China Makes It Clear Who’s the Boss of Hong Kong

    Robert Keatley

    Security, Asia

    Chinese President Xi Jinping makes a toast at the beginning of the welcoming banquet at the Great Hall of the People during the first day of the Belt and Road Forum in Beijing, China, May 14, 2017. REUTERS/Damir Sagolj TPX IMAGES OF THE DAY

    When Britian handed Hong Kong back to China, universal suffrage when electing executive and legislative officials was a stated goal- it didn’t happen.K

    For the past twenty years—with one exception—Hong Kong’s pro-democracy activists have held peaceful July 1 demonstrations in the island’s Victoria Park and nearby streets. These annual demonstrations remind Beijing that activists want more political rights and are held on the anniversary of when the former British colony officially became an autonomous piece of China back in 1997.

    That one exception of no protests, came at a predictable time last year when China’s President and Communist Party leader Xi Jinping was in town to mark the twentieth anniversary of the mainland’s recovery of sovereignty over Hong Kong. Local government officials didn’t want their boss embarrassed by noisy demonstrators chanting opposition to some of the rules he has imposed upon them and so instead they gave permits only to party loyalists, who held their own demonstration.

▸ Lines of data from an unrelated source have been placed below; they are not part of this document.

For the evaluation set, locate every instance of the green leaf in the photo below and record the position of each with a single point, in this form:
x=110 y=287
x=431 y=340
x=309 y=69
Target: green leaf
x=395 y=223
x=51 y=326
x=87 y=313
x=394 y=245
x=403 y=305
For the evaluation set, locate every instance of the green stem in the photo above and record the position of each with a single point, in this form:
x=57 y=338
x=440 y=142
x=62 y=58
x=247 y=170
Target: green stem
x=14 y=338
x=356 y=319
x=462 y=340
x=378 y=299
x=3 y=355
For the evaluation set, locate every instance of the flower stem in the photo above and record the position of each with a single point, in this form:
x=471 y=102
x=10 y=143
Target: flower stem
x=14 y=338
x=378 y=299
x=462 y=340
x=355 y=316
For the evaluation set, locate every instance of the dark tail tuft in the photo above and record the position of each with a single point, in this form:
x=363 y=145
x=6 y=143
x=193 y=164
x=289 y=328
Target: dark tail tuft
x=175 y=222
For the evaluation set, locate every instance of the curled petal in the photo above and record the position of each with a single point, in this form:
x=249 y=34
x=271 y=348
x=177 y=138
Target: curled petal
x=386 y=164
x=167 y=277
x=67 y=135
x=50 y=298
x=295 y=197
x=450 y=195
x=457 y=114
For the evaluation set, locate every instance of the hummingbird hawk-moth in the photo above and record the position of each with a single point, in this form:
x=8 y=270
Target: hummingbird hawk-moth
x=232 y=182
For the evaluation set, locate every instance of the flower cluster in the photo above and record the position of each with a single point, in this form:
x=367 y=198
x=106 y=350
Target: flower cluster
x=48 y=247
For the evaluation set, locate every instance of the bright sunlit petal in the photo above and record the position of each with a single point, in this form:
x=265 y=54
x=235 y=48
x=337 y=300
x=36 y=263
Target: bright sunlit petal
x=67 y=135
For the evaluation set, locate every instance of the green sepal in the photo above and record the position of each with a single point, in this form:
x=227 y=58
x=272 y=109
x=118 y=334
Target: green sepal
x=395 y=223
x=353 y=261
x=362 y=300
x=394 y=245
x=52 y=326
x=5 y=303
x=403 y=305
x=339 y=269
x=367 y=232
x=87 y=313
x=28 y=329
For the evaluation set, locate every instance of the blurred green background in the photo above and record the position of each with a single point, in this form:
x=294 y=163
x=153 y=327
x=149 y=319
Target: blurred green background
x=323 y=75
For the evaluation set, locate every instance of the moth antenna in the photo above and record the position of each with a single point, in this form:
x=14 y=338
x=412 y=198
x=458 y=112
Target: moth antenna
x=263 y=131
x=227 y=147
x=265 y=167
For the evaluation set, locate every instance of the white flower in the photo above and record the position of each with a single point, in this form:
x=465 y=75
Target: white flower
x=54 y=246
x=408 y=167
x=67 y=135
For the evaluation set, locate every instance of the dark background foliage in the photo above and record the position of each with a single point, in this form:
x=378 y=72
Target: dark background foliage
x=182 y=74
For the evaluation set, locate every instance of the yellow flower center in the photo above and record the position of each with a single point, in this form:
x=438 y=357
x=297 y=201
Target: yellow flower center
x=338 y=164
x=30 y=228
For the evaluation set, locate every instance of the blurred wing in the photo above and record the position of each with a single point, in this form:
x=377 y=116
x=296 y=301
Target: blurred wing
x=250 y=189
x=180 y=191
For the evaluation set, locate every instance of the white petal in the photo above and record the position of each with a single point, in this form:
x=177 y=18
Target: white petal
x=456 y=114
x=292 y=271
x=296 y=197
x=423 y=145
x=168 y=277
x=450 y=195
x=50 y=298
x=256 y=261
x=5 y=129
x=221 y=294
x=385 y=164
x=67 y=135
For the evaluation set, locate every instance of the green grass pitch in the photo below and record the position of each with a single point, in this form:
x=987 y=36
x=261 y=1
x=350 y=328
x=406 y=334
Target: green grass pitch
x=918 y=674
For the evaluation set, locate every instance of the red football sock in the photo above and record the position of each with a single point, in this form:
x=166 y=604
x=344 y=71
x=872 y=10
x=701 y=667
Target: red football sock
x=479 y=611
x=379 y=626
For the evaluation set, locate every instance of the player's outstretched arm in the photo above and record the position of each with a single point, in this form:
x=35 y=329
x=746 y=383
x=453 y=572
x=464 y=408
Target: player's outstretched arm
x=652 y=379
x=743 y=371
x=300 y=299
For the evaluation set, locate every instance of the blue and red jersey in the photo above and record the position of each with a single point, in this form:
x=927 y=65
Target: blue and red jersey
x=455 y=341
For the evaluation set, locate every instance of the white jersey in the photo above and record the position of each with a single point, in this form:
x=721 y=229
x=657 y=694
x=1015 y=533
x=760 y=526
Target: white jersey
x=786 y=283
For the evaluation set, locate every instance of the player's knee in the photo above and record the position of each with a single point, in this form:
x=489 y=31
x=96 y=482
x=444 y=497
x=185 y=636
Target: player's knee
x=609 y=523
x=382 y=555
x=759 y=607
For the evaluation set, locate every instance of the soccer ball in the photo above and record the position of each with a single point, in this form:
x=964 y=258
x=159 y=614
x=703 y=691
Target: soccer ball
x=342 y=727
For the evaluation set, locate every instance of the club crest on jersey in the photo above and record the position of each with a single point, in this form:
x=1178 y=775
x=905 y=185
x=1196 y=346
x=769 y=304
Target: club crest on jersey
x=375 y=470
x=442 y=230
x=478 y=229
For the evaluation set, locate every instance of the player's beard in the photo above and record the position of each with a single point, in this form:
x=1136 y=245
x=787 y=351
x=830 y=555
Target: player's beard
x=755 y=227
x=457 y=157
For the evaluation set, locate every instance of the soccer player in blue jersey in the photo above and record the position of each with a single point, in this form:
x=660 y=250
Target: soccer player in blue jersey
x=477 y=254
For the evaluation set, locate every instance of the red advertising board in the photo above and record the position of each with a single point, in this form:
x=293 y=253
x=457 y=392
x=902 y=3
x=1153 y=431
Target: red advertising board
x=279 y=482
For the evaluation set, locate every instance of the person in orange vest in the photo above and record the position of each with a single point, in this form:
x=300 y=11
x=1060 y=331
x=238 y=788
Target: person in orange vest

    This year will bring exception number two. Although pro-democracy organizers sought the needed (and generally routine) permits last December, they recently learned the park’s six soccer pitches are again off limits. Instead, some forty pro-Beijing groups were given the right to hold a “charity” event July 1 to mark the twenty first anniversary of Britain’s handover of Hong Kong, even though political groups by law aren’t supposed to run charities. The official if dubious reason is that neighborhood residents “demanded” that “celebratory” activities be organized to mark the end of colonial rule, rather than have the park host another noisy gathering of the politically discontent. Though 2018 will see another pro-democracy demonstration, it will have a less desirable venue and almost certainly will draw fewer marchers than in previous years.

    The July 1 protest will also follow an annual commemoration in Hong Kong of the June 4, 1989 massacre near Beijing’s Tiananmen Square, when a thousand or more youthful demonstrators were gunned down by the Chinese army. But this year’s gathering will continue a downward trend of its crowd size; Hong Kongers below middle age have no memory of the Beijing event, and local student groups—dismayed by the failure of their own Occupy Central protest three years ago to bring political gains—have decided to stay away this time.